SIRTF won’t be powerful enough to spot Earth-size planets, but over its five-year operating life it may be able to find the disks of dust around stars that astronomers believe are associated with planet formation. And SIRTF may be able to pick up signs of the carbon and water vapor in these disks that would further enhance the prospects of their harboring life-supporting planets. Those kinds of findings would undoubtedly guarantee its popular appeal. “People relate to the discovery of water,” says Werner. “It has that anthropomorphic ring to it.”  

Over the past few years, ground-based telescopes have discovered a dozen stars that might be accompanied by Jupiter-size planets, some of which are broiling in orbits tighter than Mercury’s. That seems odd, but it doesn’t mean that such big, hot planets are the rule; it may simply be that ground-based telescopes aren’t well-suited to finding other types of star-planet systems. These telescopes rely on detecting any Doppler shifting of the parent star caused by an orbiting planet tugging it this way and that, but this method is vulnerable to interference from eruptions on the star’s surface and other distractions. A more certain method would be to observe the star’s side-to-side wobble directly. Detecting the wobble caused by an Earth-size planet orbiting at a more temperate distance from its sun is out of the question for a ground-based telescope. It would require a space-based telescope mirror with a diameter of 30 feet, nearly four times the size of Hubble’s.

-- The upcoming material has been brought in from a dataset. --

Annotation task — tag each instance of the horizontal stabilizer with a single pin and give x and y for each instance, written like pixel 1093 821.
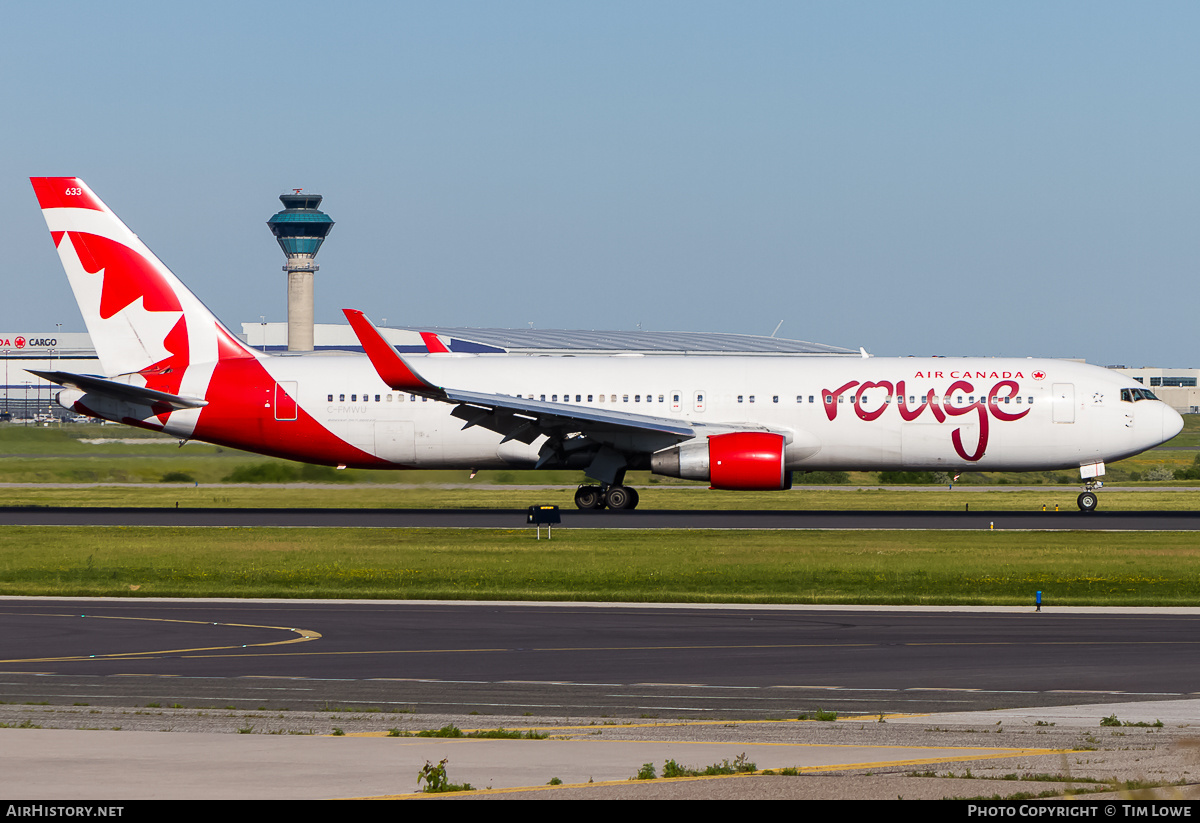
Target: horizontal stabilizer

Or maybe not—it turns out there’s a loophole. The resolution of a big mirror can be nearly duplicated by several smaller mirrors separated by a distance equal to the diameter of the big one. The trick is to combine the light waves received by each of the smaller mirrors so that the waves line up, creating an interference pattern—a bright spot where the peaks of the separate waves overlap, and darkness where the troughs overlap. Any change in the viewing angle will throw off the alignment and the pattern of light and dark. Since even the wavelength of infrared light is so small, a change of millionths of an inch is enough to cause the peaks and troughs of light received by the mirrors to fail to line up. This sensitivity increases the farther the mirrors are from one another.